Comment se reconnaître et s’identifier à des décideurs politiques qui ne nous ressemblent pas ou peu ? Comment imaginer que ces représentants pourront porter des projets concrets à l’égard des classes populaires s’ils n’en font pas partie ?
49% des 18-24 ans considèrent que les listes ne représentent pas leur opinion (enquête Ipsos 2024). Ce manque d’incarnation ne date pas d’hier. La tribune “Une Europe avec les quartiers populaires” publiée cette année dans Libération rappelle le clivage social et économique qui s’est créé lors du référendum sur la Constitution de l’Union européenne de 2005 : “la fracture n’était plus partisane, mais sociale : 80 % des ouvriers s’opposaient à un projet qui recevait l’approbation des élites financières et culturelles.”
Pour ces jeunes issus de milieux dont la voix ne semble pas compter, un sentiment de défiance peut même s’instaurer. Selon la Fondation Jean-Jaurès, 65 % des bac + 5 affirment avoir confiance dans l’Union européenne, contre 36 % des ouvriers. Les efforts de l’Union Européenne et de la société civile pour intégrer la jeunesse dans les processus décisionnels ne semblent pas payer.
Il faut donc aller (encore) plus loin : informer, inclure, donner la parole et offrir ce sentiment de légitimité. Le vote et plus largement le projet Européen n’est pas celui des élites mais bien l’affaire de tous. C’est en ce sens que le Ministère de la Jeunesse en collaboration avec l’UE ont porté le projet “L’Année européenne de la jeunesse” en 2022, une occasion pour la jeunesse européenne de faire entendre sa voix pour construire un avenir plus écologique, plus inclusif et plus numérique. Plus de 13 000 activités ont été organisées dans 67 pays : comment aller plus loin pour représenter davantage la parole des publics éloignés ?

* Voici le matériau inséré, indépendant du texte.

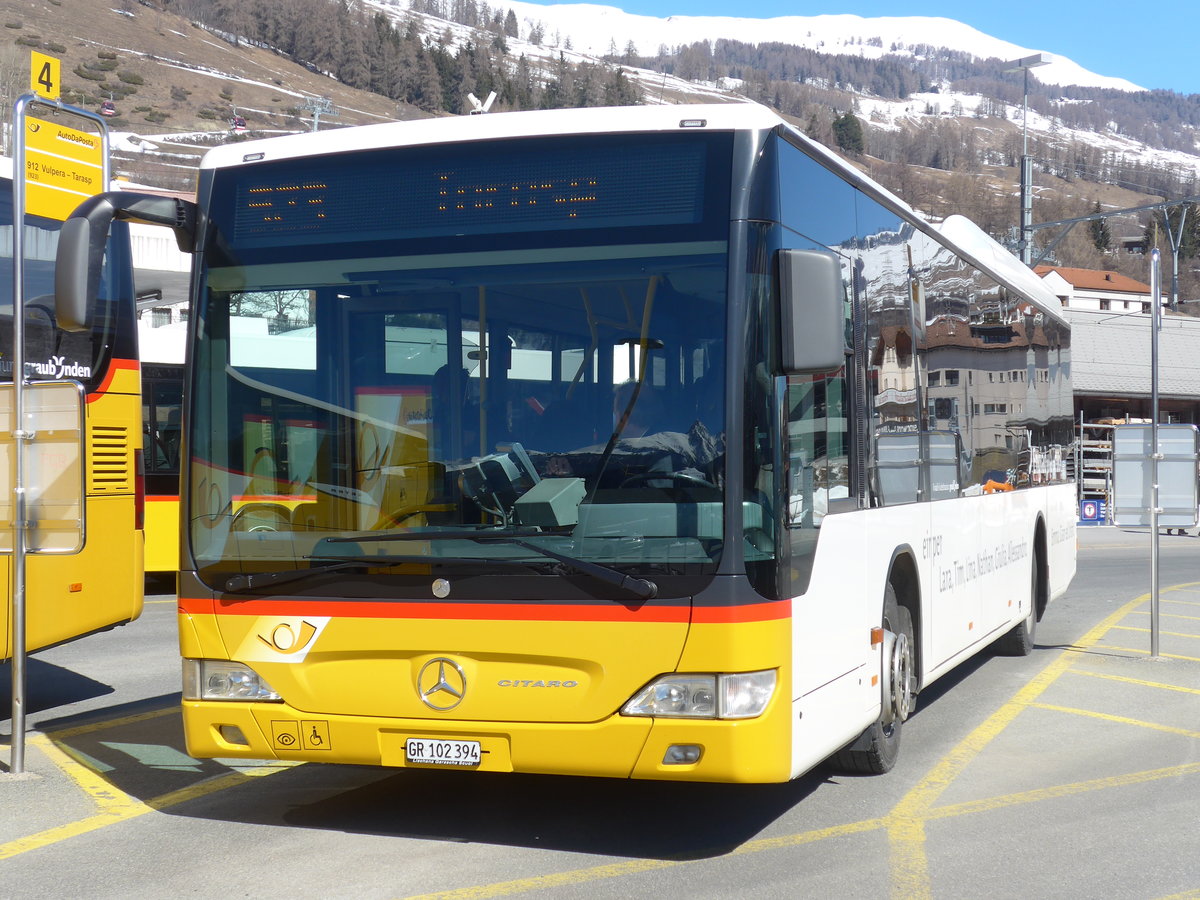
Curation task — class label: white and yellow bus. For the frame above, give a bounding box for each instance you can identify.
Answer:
[0,160,144,660]
[56,104,1075,782]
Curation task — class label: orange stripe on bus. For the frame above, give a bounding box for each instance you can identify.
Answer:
[179,598,792,624]
[88,359,140,403]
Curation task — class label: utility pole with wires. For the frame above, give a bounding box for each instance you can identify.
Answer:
[304,97,337,131]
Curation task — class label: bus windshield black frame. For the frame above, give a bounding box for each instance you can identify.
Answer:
[186,133,733,599]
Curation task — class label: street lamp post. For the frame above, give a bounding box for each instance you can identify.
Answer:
[1004,53,1051,265]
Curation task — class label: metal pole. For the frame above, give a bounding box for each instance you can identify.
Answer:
[1021,68,1033,265]
[8,95,32,775]
[1150,248,1163,656]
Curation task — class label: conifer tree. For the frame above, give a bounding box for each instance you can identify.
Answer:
[1087,200,1112,251]
[833,110,866,154]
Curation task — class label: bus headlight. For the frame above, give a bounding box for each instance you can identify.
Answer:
[184,659,281,701]
[620,668,775,719]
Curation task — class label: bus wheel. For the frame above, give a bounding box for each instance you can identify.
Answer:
[996,554,1039,656]
[833,584,917,775]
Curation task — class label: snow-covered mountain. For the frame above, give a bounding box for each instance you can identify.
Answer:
[458,0,1145,91]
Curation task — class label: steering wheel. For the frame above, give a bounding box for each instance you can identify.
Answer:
[620,472,721,491]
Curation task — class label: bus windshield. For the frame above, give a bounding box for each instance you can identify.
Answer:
[187,136,728,595]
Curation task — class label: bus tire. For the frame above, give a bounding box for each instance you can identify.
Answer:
[833,583,917,775]
[996,553,1042,656]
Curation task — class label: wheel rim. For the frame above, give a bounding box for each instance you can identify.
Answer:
[883,630,912,725]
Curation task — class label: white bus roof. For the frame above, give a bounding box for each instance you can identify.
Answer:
[200,103,784,169]
[200,101,1066,322]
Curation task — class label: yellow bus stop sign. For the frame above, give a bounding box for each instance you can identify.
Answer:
[29,50,61,100]
[25,116,104,221]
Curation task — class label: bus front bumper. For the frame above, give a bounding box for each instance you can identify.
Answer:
[182,701,791,782]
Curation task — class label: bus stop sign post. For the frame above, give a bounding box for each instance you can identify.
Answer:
[1112,250,1200,656]
[8,70,110,775]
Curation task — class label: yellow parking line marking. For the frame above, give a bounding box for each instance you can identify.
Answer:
[1112,625,1200,638]
[1132,610,1200,622]
[406,818,886,900]
[46,706,179,742]
[926,762,1200,818]
[1030,703,1200,738]
[1099,643,1200,662]
[1068,668,1200,694]
[0,734,302,859]
[396,582,1200,900]
[888,595,1147,900]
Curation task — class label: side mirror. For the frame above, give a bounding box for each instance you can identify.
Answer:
[54,191,196,331]
[778,250,846,374]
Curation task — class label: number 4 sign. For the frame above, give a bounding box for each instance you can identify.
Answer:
[29,50,60,100]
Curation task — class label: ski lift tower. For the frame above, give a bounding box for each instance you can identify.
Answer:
[467,91,496,115]
[304,97,337,131]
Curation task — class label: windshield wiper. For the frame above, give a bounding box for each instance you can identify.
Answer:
[224,553,540,594]
[324,529,659,600]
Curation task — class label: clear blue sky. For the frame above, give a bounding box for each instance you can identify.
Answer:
[547,0,1200,94]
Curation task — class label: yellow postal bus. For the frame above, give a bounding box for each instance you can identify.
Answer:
[0,160,144,659]
[56,104,1075,782]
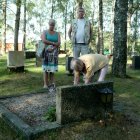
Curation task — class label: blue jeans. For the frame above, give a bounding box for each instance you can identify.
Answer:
[73,44,89,58]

Certains dispositifs sont mis en place, à l’image du dialogue structuré Provox, qui réunit des décideurs politiques et des jeunes pour réfléchir à l’élaboration de politiques publiques. “Il y a eu une conférence sur l’avenir de l’Europe, qui a inclus des jeunes issus de quartier prioritaire de la politique de la ville (QPV) dans les débats.” rappelle Laure Niclot.
L’inclusion et la représentation doivent se jouer également à l’échelle nationale, pour chaque pays membre de l’UE. L’appel à projet annuel Explore Europe donne le cap : cette initiative finance des projets permettant aux jeunes des QPV âgés de 16 à 25 ans de partir en séjour en France et dans les autres pays membres de l’Union Européenne. Appartenir à l’Union Européenne, c’est aussi voyager, visiter, découvrir et rencontrer ceux qui la composent. En effet, il est impossible de s’investir dans quelque chose qui paraît éloigné, invisible ou inconnu.
Un des rôles de la société civile, des institutions publiques, celui des fondations, et pourquoi pas des entreprises est d’informer, créer le dialogue, engendrer le débat, faire circuler l’information en ce qui concerne l’Union Européenne, ses missions, ses enjeux et ses priorités. Laure Niclot conclut ainsi : “Nous allons élire 81 députés qui vont provoquer le changement. Le Parlement a un réel impact sur des politiques qui nous touchent. Il faut exprimer sa voix, et se sentir légitime.”
Personne ne doit être mis au ban du processus démocratique européen et encore moins ceux et celles qui constituent l’Europe de demain.